The firm estimates mining growth to reach 27%, agriculture 19% and manufacturing 17,5% with other sectors of the economy contributing the remainder.

In its global outlook report on Zimbabwe, the research firm said government’s projected economic growth for 2012 of 9,4% may not be attainable given the state of some strategic economic pillars, highlighting that outlined statistics for different sectors projected by the Finance Ministry tend to conflict with the overall growth rate and should have envisaged a 6,5% GDP growth instead of 9,4%.

Econometer Global Capital Head of Research, Mr Takunda Mugaga attributed differences in government forecast and his firm’s forecast to in-house economic models which economists make use of.
The outlook for the Zimbabwe Stock Exchange (ZSE) is expected to remain bearish in 2012 with market capitalisation anticipated to close the year at US$4,1 billion whilst the worst case scenario will see market capitalisation slumping to US$3,75 billion.

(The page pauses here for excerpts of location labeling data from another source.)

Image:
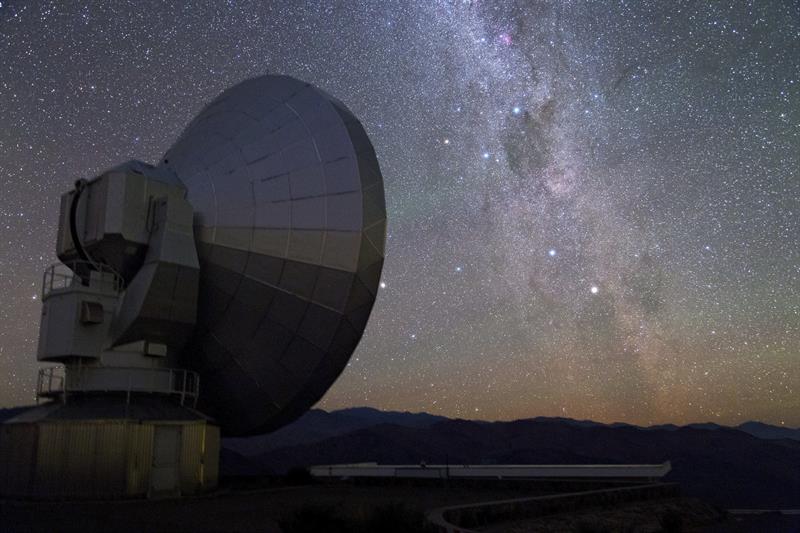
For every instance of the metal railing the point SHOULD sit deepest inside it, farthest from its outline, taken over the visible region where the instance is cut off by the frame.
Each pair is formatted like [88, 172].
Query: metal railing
[54, 382]
[62, 276]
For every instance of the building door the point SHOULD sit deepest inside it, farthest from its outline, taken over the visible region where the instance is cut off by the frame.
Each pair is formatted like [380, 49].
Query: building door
[164, 479]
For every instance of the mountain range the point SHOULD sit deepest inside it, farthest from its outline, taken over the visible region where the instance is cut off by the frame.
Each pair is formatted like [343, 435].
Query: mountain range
[753, 465]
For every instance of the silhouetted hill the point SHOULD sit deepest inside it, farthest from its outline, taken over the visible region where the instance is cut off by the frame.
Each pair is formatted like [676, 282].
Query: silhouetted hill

Econometer Global Capital noted that there was no sign of implementation of the Medium Term Plan (MTP) unveiled last year while there are already policy reversals in implementation of the 2012 budget with predicted revenue expectations already compromised by the 25% surcharge tax which can be revised downwards any time soon.

Other major highlights of the outlook report include year end inflation rate of 8,3%, manufacturing capacity utilisation averaging 61%, banking sector aggregate deposits of US$4,1 billion by year end and a national external debt reaching US$9,2 billion.